Velocity Verlet integration producing massive results python

Question

As part of a vector class/ "physics engine" I am making, I am trying to implement a velocity verlet algorithm to solve Newton's equations of motion. However, the algorithm that I have implemented is producing massive values, as you can see below. i have tried what I believe to be every option on my own, and was wondering if someone could help. Thanks.

Xpos = 0
OldPos = 1
dt = 0.02
Xaccel = 9.81

def doVerletX(currentPos, oldPos, accel, dt):
    newPos = (currentPos + (currentPos-oldPos) + (accel*dt*dt))
    return newPos

for a in range (1,10,1):
    newPos = doVerletX(Xpos,OldPos,dt,Xaccel)
    print(newPos)
    OldPos = Xpos
    dt+=dt

The output to the above code was:

0.9247220000000003
3.8494440000000005
7.698888000000001
15.397776000000002
30.795552000000004
61.59110400000001
123.18220800000002
246.36441600000003
492.72883200000007

I know that this is obviously wrong and was wondering what to do to fix it?

Answer 1

Already mentioned was the dt+=dt problem that should be t+=dt.

In the time propagation, you also need to shift the newPos value to Xpos.

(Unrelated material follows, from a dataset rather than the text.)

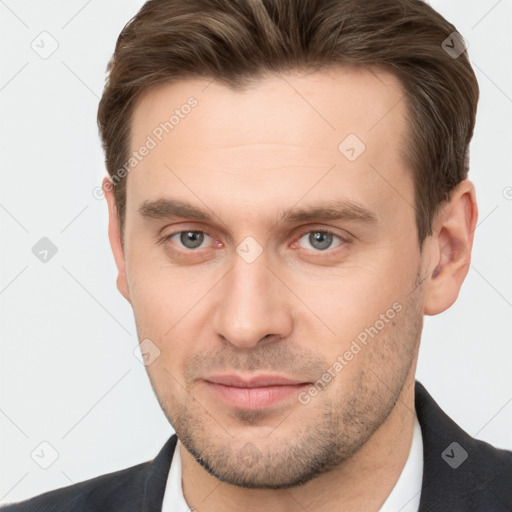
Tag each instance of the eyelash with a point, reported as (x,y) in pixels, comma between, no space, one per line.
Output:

The interface definition for doVerlet has dt as last argument, you have to use it that way also in the function call.

Xpos = 0
OldPos = 1
t=0
dt = 0.02
Xaccel = 9.81

def doVerletX(currentPos, oldPos, accel, dt):
    newPos = (currentPos + (currentPos-oldPos) + (accel*dt*dt))
    return newPos

for a in range (1,10,1):
    newPos = doVerletX(Xpos,OldPos,Xaccel,dt)
    t+=dt    
    print(t,newPos)
    OldPos, Xpos = Xpos, newPos

Using that code gives the result

(0.02, -0.996076)
(0.04, -1.988228)
(0.06, -2.976456)
(0.08, -3.960760)
(0.10, -4.941140)
(0.12, -5.917596)
(0.14, -6.890128)
(0.16, -7.858736)
(0.18, -8.823420)

which is believable as the initial velocity is -50 m/s and the acceleration towards the positive.

---

To get the correct initial velocity and thus exact solution one would have to solve

x(t)=x0+v0*t+0.5*g*t^2

for v0 at t=-0.02 using x(0)=x0=0 and x(-0.02)=1 giving

v0=-(1-0.02^2/2*9.81)/0.02=-49.9019  and  x(0.18)=-8.82342

which is exactly the value computed above. This is as it should be with an order 2 method.